One Hack That Helps Me Keep Up With All the Emails for My Kids

From the moment my husband and I decided to try for a baby, we were overwhelmed by the mountains of information thrown at us. From the monthly pregnancy notifications on our phone (i.e. “your baby is the size of a kumquat”) to all the doctors appointments, our phones and inboxes were blowing up with notifications.

As our family grew and our kids grew older, music class info, playgroups, preschool information, and more were flooding into our inboxes. I found myself more and more annoyed about forwarding email notifications and calendar reminders to my spouse and having to keep track of what he knew, what I knew, and whose responsibility was whose. Often, both of us ended up confused and felt guilty when something was overlooked.

We had tried using a calendar in the kitchen and saving shared events on our phone’s calendar, but neither system was perfect. Just as I was about to give up on any hope of a solution, I read an article about setting up an email for your child. The author’s reason was mostly sentimental, such as parents sending pictures and memories their child could read in the future. It made me see the merit of not just an email for my children but also a family email address to have one place for kid-related notifications, newsletters, doctor’s appointments, etc.—one that could also be synced to our phones and family computer.

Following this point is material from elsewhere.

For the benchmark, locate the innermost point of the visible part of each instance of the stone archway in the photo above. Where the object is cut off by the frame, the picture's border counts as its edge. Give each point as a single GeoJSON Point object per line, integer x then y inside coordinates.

How using a family email address has worked so far

Since creating the family email, we no longer have to guess which email we used to sign up for our children’s events and appointments. Anything that’s family-related—from family budget spreadsheets to photo storage—is linked to the family email. It makes searching for things so much more efficient. And, as a bonus, any coupons for family-friendly outings no longer get lost in our personal inboxes. 

While at first it took a bit to remember to use the email, it soon became a habit that saved time, energy, and confusion by streamlining a lot of the odds and ends that go with managing a household and children.


While at first it took a bit to remember to use the email, it soon became a habit that saved time, energy, and confusion by streamlining a lot of the odds and ends that go with managing a household and children.


My husband and I no longer have to try to remember a million different passwords when we sign up for LEGO Mario emails or other app logins, as we instead have a password for the kids that we use exclusively for their accounts. We both take roughly equal responsibility for keeping up to date on correspondence. Here are a few ways to optimize your family email to make your life easier.


email hacks

Source: ergonofis | Unsplash


Make it easy to remember

This is an email that you should use for all family activities (think school contact, doctor’s appointments, after school activities, library cards, Disney apps, etc.), so you want to make sure this email address is easy for you and your children to remember. You can also try to use your child’s last name so it’s easier for others to remember that it’s for your family.


Use an email app to manage notifications

If you are picky about your inbox like me and do not want to have your child’s emails filling your mail app, you can make sure to choose an email service like Gmail that has its own app and separate account you can use exclusively for updates. This way, your notifications are just as accessible but still organized so it’s one less thing to worry about in our busy lives as parents. This also helps separate adult emails and content so there are no unfortunate mixups when you have to send a quick email.


Divide responsibilities

If you’re in a two-parent family, both parents or co-parents should divide the responsibility of routinely checking for important messages, appointments, and reminders. Discuss who will keep track and add events to the family calendar or who will respond to a teacher’s messages.

My husband and I do not have a strict schedule, but I typically check during the day while my husband works since I work from home and have more flexibility, and he is in charge on his days off. If one of us read and addressed the email, we mark it as read. If we read the email but didn’t have a chance to respond or otherwise address the task, we mark it as unread until it is complete.